Ce document numérique a été réalisé par Nord Compo
Pour Anne et Antoine Ottavi
Ma maîtresse, c’est le pouvoir. J’ai trop fait pour sa conquête pour me la laisser ravir ou souffrir même qu’on la convoite .
4 novembre 1804, à Roederer.
Je ne suis pas un Roi. Je ne veux pas qu’on m’insulte comme un Roi. On me traite comme un magot royal. Moi, un magot royal ! Je suis un soldat sorti du peuple et me suis élevé moi-même. Puis-je être comparé à Louis XVI ?
Napoléon Bonaparte, 1 er février 1801.
Première partie
Ni bonnet rouge, ni talon rouge, je suis national
11 novembre 1799 (20 brumaire an VIII)-7 septembre 1800
1.
Napoléon a trente ans et quatre mois.
Il entend les cris : « Vive Bonaparte ! Vive la paix ! »
Il s’approche de la porte vitrée qui ferme le salon de la rotonde, la pièce la plus vaste de son hôtel particulier.
Au bout du jardin, derrière les haies, il aperçoit la petite foule qui a envahi la rue de la Victoire. Elle l’attend depuis le début de la matinée. Elle s’est rassemblée quand, par les journaux et les affiches, elle a su qu’il avait été choisi la veille, 19 brumaire, comme l’un des trois consuls provisoires de la République, et qu’il avait prêté serment au milieu de la nuit, devant les députés réunis au château de Saint-Cloud.

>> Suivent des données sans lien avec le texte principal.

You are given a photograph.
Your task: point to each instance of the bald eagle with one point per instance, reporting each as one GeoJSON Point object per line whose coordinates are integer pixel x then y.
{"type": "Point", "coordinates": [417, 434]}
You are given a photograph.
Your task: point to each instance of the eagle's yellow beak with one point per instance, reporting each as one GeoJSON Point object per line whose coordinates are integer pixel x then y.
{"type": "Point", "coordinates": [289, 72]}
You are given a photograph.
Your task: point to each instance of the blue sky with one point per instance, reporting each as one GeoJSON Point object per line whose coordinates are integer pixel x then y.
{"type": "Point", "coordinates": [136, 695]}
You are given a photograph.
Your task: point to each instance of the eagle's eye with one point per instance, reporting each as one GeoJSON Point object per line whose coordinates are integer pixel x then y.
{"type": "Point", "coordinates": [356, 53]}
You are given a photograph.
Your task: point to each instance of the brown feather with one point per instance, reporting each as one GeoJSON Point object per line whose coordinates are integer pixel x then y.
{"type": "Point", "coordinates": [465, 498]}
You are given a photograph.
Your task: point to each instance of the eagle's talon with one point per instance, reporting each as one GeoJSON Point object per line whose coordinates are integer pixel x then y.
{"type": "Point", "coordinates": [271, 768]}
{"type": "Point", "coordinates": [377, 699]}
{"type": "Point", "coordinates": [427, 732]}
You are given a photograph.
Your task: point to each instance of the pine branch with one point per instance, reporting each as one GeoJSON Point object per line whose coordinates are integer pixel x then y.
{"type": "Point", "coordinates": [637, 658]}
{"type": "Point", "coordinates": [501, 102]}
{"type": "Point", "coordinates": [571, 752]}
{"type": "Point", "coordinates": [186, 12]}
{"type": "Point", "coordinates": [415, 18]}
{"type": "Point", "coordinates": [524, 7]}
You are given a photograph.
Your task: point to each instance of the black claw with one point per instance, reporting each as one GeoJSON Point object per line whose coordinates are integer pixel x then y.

Les badauds vont et viennent le long des grilles du parc, espérant apercevoir Bonaparte et Joséphine de Beauharnais. Ils entourent la voiture attelée de quatre chevaux noirs qui est arrêtée devant le portail.
Les chevaux des dragons de l’escorte piaffent et hennissent. Leurs naseaux sont enveloppés d’une vapeur qui, après quelques instants, se confond avec le brouillard.
Il fait froid et humide.
Temps de saison, ce 11 novembre 1799, 20 brumaire an VIII.
Il est un peu plus de onze heures.
Bourrienne, le secrétaire, ouvre la porte. Les deux autres consuls provisoires, Sieyès et Roger Ducos, attendent au palais du Luxembourg, hier siège du Directoire, aujourd’hui du Consulat qui est né dans la nuit.
Napoléon se tourne. Il fait ainsi face au miroir qui surmonte la cheminée.
Voilà vingt-cinq jours, il entrait dans ce salon, arrivant d’Égypte.
C’était l’aube. La maison était vide. Il voulait répudier Joséphine absente. Et elle est là, dans cette longue tunique diaphane qui laisse deviner son corps. Elle s’appuie avec nonchalance a la cheminée. Elle est déjà parée, comme à chaque moment de la journée. Un ruban de soie bleue retient les boucles qui encadrent son visage poudré.
Vingt-cinq jours ont passé. Il a renoncé au divorce. Il n’a pas oublié ce qu’il a découvert : qu’elle a été frivole et adultère, qu’elle s’est moquée de lui. Mais, dans la préparation de ces journées des 18 et 19 brumaire, elle a été une alliée utile, efficace, une épouse tendre et attentive.
Tout a changé, donc, en vingt-cinq jours.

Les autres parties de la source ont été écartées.